Nous étions las des tirages photo entoilés, des choses
murales, des collages etc… Nous nous sentions attirés par
d’autres hypothèses formelles, qui impliquaient des objets
de toute nature, un espace tridimensionnel, une relation au lieu. Nous
envisagions le poème comme une sorte d’ installation
de signes ou pour reprendre une formule que nous avons aussi utilisée
à cette époque comme la construction d’un « espace
de langage ». Il s’agissait là de pratiques
qui étaient utilisées par des plasticiens, dans les années
80, avec l’arte povera par exemple, mais pas par les poètes
visuels des générations qui nous précédaient,
dans leur grande majorité du moins.
D’ailleurs
, pour nous, ce genre de pratiques rejoignait un autre souci que nous
avions alors en tête, celui de ne pas produire - rajouter des
objets de quelque nature qu’ils soient dans un monde sur saturé
par la marchandise et le gadget, qui en déborde comme une poubelle.

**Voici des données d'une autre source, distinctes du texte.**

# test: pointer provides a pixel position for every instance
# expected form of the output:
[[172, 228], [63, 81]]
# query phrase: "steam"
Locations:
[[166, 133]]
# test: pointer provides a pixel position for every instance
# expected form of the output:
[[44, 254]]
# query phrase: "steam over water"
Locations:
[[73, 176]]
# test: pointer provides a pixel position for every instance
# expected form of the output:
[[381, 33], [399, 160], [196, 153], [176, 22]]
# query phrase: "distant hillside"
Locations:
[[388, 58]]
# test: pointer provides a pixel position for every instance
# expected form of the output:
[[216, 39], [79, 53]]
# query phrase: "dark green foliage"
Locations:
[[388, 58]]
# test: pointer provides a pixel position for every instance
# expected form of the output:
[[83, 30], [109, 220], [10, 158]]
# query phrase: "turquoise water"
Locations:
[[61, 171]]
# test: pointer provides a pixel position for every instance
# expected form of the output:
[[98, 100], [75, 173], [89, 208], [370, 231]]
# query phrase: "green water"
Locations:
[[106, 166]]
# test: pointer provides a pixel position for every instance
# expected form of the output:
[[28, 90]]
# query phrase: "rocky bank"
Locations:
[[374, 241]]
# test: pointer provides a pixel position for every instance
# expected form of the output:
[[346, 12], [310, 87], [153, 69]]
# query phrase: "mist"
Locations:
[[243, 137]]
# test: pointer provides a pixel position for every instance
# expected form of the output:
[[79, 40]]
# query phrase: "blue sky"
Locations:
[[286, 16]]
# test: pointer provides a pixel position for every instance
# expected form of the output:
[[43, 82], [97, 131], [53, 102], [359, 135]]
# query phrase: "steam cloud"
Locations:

Nous voulions donc agencer des événements, des situations
éphémères, ce qui ne veut pas nécessairement
dire de simples esquisses ou des choses qui disparaissent en un instant.
Ephémère implique que vous n’envisagez pas ce que
vous faites comme susceptible de s’abstraire du lieu de sa réalisation,
et que sa disparition est initialement programmée sur un mode
ou un autre. Il nous est par exemple arrivé de travailler avec
de la poudre de marbre et, après l'action, qui débouchait
sur une pièce plastiquement très satisfaisante, une sorte
de statue paradoxalement plate (!), de balayer soigneusement le tout
et de l'emballer dans des sachets plastiques.
C’est une problématique qui peut être intéressante
quand on la rapporte, de façon critique, à tout ce qui
relève de l’art muséal, du marché, des problématiques
de l'historicisation etc., mais pour nous c’était aussi
, peut être même surtout, que ceci permettait de retrouver
d’une manière forte le statut du poème : lui
aussi est un non objet, quelque chose d’ inappropriable.
Nous
sommes donc partis vers des pratiques liées à l’installation.
Mais il y a un autre fil, qui n’est plus celui de la poésie
visuelle ou concrète, de la volonté de les dépasser
, c’est le fil de la performance. Dans ces mêmes années
elle est un mode expressif en plein développement et nous
nous y intéressons beaucoup, ne serait ce qu’à cause
de l’aspect qui la rapporte à l’installation, l’éphémère.
Par contre, dès ce moment , il
y avait quelque chose que nous refusions, qui se trouve souvent
lié à la performance et qui est la question de la subjectivité,
de l’expression de l’ego, profond ou pas, voire même
de son dépassement vers le grund des pulsions. Cette idée
que la performance correspondrait à une sorte de dimension psychologique
(psychanalytique), en tout cas qu’elle serait à envisager
en liaison avec le corps, nous ne disons pas que cela ne fasse pas partie
de la performance. Cela en fait partie. Les viennois et bien d'autres
l'ont montré. Mais
cela n’est pas lié nécessairement et essentiellement
à elle. Car il n'y a d'essence de rien, pas plus de la performance
que du reste Les discours religieux, la référence aux
origines, le shamanisme et toutes ces choses, on s'en fiche. Plus qu’au
corps "organique", c’est aux gestes que nous nous sommes
intéressés, et plus qu’au corps « nature
& vérité» au corps matériau, signe producteur
de signes et élément plastique vivant, mouvant, éphémère.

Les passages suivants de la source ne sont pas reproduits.